В той или иной форме — детально или эскизно — в романтических произведениях всегда изображено
Так бунт героя разрастается и приобретает уже не только социальный — космический размах. Отчаявшись получить «обещанную радость», герой попирает могилы, тревожит сон мертвых, оскорбляет святыни, дьявольским хохотом отвечает на увещевания, призывы и небесные угрозы. Во всех без исключения произведениях испанских романтиков этого периода различные узы, наложенные церковью, воспринимаются героем как незаконно сковывающие его стремление к счастью. Профанация обета — один из наиболее часто повторяющихся мотивов испанского романтизма. В «Трубадуре» Гарсии Гутьерреса Леонор бежит с Манрике уже после того, как приняла монашеский постриг. В «Теруэльских влюбленных» Диего Марсилья в ответ на убеждения, что брак его возлюбленной заключен в церкви и, значит, освящен богом, богохульственно заявляет: «Мое присутствие его разрушает». Ларра восхищался этим ответом Марсильи, именуя его «возвышенным». Церковные узы дважды препятствуют счастью Беатрис и Альваро в «Сеньоре Бембибре» Хиля-и-Карраско: сначала брак Беатрис, затем монашеский обет Альваро.
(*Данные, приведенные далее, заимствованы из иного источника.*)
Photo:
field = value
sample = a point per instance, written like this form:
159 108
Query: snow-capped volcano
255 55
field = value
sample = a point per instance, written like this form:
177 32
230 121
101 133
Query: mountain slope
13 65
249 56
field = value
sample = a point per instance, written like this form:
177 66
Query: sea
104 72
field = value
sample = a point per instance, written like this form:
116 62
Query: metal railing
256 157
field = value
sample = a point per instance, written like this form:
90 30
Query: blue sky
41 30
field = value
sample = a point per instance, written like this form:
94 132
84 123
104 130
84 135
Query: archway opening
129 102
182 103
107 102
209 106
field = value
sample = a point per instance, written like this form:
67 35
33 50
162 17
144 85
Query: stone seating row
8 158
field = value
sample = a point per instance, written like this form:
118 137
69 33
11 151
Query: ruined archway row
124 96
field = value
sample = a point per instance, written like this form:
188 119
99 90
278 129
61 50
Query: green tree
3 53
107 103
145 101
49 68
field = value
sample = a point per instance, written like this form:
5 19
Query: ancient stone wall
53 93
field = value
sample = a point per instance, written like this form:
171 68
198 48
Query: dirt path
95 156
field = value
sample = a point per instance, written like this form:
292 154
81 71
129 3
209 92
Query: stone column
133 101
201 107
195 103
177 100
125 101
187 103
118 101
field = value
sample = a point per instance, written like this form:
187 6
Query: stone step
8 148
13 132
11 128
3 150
При этом брак Беатрис вызван религиозным шантажом: умирая, мать Беатрис во имя своего загробного спасения заклинает дочь выйти замуж за графа Лемуса. Точно таким же обманом и злосчастным стечением обстоятельств вынужден обет целомудрия, данный сеньором Бембибре.
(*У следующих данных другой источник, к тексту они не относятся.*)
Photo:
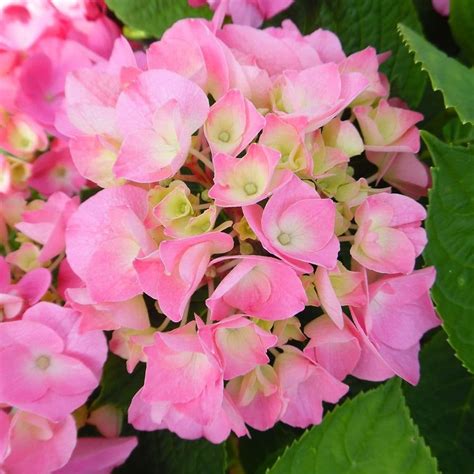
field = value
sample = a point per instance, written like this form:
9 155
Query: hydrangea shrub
223 233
Обрабатывая многократно легенду о Дон Хуане, никто из писателей этой эпохи не воспользовался финалом одного из известных вариантов этой легенды — севильского предания о Мигеле де Маньяре (хотя Эспронседа в «Саламанкском студенте» безусловно отталкивается именно от этого варианта). Никто не изобразил Дон Хуана обращенным, раскаявшимся, замаливающим свои преступления. Только Соррилья показал Дон Хуана Тенорио прощенным. Все остальные — герои Сааведры, Эспронседы, Гарсии Гутьерреса — гибнут нераскаявшимися, зачастую с кощунственными словами на устах. Да и прощение Дон Хуана Тенорио получено не покаянием — до последней минуты он сохраняет позу бравады и ведет тяжбу с богом. Он отказывается воззвать к богу до того самого мига, когда Комендадор накладывает на него каменную десницу, чтобы увлечь в ад. Кажется, что Дон Хуан и тут протягивает руку к небу только для того, чтобы не дать восторжествовать Комендадору, чтобы утвердить свою, а не подчиниться чужой воле. И призрак Инес вещает, что не покаяние Дон Хуана, а ее, Инес, любовь вырвала у бога прощение преступнику.
Романтики далеки от того, чтобы осуждать своего титанического героя за богоборческий бунт и требовать смирения человека во имя религиозной нормы. Тем не менее шаткость позиции такого героя они улавливали. От века Просвещения испанские писатели унаследовали убеждение в необходимости разумно устроенного общества и самоограничения человека во имя общего блага. Именно с позиций просветительской этики романтики (Ларра, отчасти Сааведра и Эспронседа) приблизились к критической оценке романтического героя. Но чем решительнее расправлялось время с просветительской верой в могущество разума, тем чаще мысль романтиков, испуганная размахом мятежного своеволия, обращалась к христианской этике. Но только на позднем этапе истории испанского романтизма, после 1845 г., это обращение приобрело формы официального католицизма. Вплоть до «Дона Хуана Тенорио» и «Сеньора Бембибре»» в центре внимания все-таки романтический бунтарь, и надежда на его самообуздание во имя христианской любви никогда не приводит к торжеству догмы над личностью, к осуждению и наказанию «гордого человека». Через несколько лет писатель-реалист Х. Валера бросил испанскому романтизму упрек в том, что тот «симулировал веру, которой не чувствовал». Валере уже чужд строй романтического искусства, и специфическая двойственность романтизма — колебание между наличным и возможным, желаемым и иллюзорным — кажется ему «симуляцией». Но суть отношения романтиков к вере — смешение упования и недоверия — Валера уловил.